Two recent guests on our Selling in the Cloud podcast discussed how their respective organizations drive marketing and sales alignment in order to enable increased cloud revenues. Three big steps for alignment success emerged:

Start with common pipeline metrics

As former Director of Product Marketing at Coupa Software, Charlene Wang led go-to-market strategy and supported sales success across Coupa's entire product suite. For Wang (listen to full episode), driving sales and marketing alignment begins with understanding the company’s “revenue engine” and how marketing and sales impact the pipeline: “it starts with the high level metrics we look at to see how we’re advancing our pipeline and how we're building that pipeline.” Those metrics start with “how many leads we’re getting,” she says. “We have different ways of classifying leads, but in general, it's marketing qualified leads, sales qualified leads up until closed/won deals.” 

Wang and her revenue team next analyzed overall pipeline efficiency: “we look at what's the volume [of leads] going through that funnel and then what's the percentages getting across from one [funnel] stage to another.” Wang can then identify where inefficiencies (i.e., funnel leaks) arise and work across her revenue team to close those leaks. 

“We’ll do a win/loss analysis at the end of each deal to try to understand what happened, ultimately, that got us to whatever outcome. And then we'll think about what kind of collateral, what kind of positioning we have to ensure we're impacting those deals in the right ways that increase wins” moving forward. 

Formalize alignment conversations: “The Pipeline Council”

Having common metrics between marketing and sales is a great start, but Wang knows that ongoing, data-informed conversations between marketing and sales are another foundation for alignment. “We have what we used to call the pipeline council. We’ve changed its name, but this communication structure facilitates regular syncs that marketing leadership has with sales leadership that go over all the metrics so that we're fully aligned around what's happening with leads and where we're helping sales and where they need more support from marketing.”

Informal communication also happens whenever needed, says Wang, outside pipeline council conversations. “We just regularly check in with each other on an individual level too,” says Wang, “depending on the situation” and what needs to happen.

Facilitating alignment with Sales Engineers

Mary Carter, Team Lead Manager at GoCardless (they specialize in recurring payments, called ACH in the US), agrees with Wang that “It's very important for [sales and marketing] to be talking to each other." GoCardless leverages a role called “Sales Engineer” to facilitate alignment and revenue growth. 

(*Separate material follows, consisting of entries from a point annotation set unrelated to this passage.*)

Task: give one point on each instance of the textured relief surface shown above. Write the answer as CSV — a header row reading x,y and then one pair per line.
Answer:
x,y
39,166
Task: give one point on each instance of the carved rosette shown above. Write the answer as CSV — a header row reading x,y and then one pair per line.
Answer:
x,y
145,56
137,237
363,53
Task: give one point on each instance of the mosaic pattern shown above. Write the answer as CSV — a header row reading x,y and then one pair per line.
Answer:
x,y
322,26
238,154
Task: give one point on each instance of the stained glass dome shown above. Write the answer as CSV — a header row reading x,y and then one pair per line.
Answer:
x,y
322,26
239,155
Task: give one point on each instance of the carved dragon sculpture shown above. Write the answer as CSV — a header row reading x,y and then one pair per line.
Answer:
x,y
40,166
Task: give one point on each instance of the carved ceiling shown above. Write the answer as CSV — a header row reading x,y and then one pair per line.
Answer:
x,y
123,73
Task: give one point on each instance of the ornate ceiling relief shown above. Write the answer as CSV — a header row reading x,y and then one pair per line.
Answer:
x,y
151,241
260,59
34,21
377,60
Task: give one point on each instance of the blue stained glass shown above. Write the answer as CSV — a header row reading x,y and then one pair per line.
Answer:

"I really think of a [sales engineer] as being the trusted advisor for customers,” says Carter (listen to full episode). A sales engineer is “not just the traditional salesperson that's trying to close the deal, but someone to provide honest, real feedback in terms of, will this software work for me [the customer]?"

The sales engineer adds value at every stage of the funnel, working as an informal customer advocate and an internal advisor to both marketing and sales pros as they seek to develop and sell offerings that address customer needs. As Carter explains it, both marketing and sales teams “can leverage [sales engineers] for product roadmap discussions, for a deep dive into the API or integrations, for support queries: How do I get access? And of course, for the why – why did we build this feature? Why are we selling to you today?"

The key takeaways from Wang and Carter are clear: driving alignment requires (1) common pipeline metrics (i.e., shared measures of success), (2) continuous communication at the formal and informal levels, and (3) “alignment facilitators” such as sales engineers. Achieving closer alignment enables organizations to provide better, full-funnel experiences to customers while simultaneously driving increased revenues and growth for the business.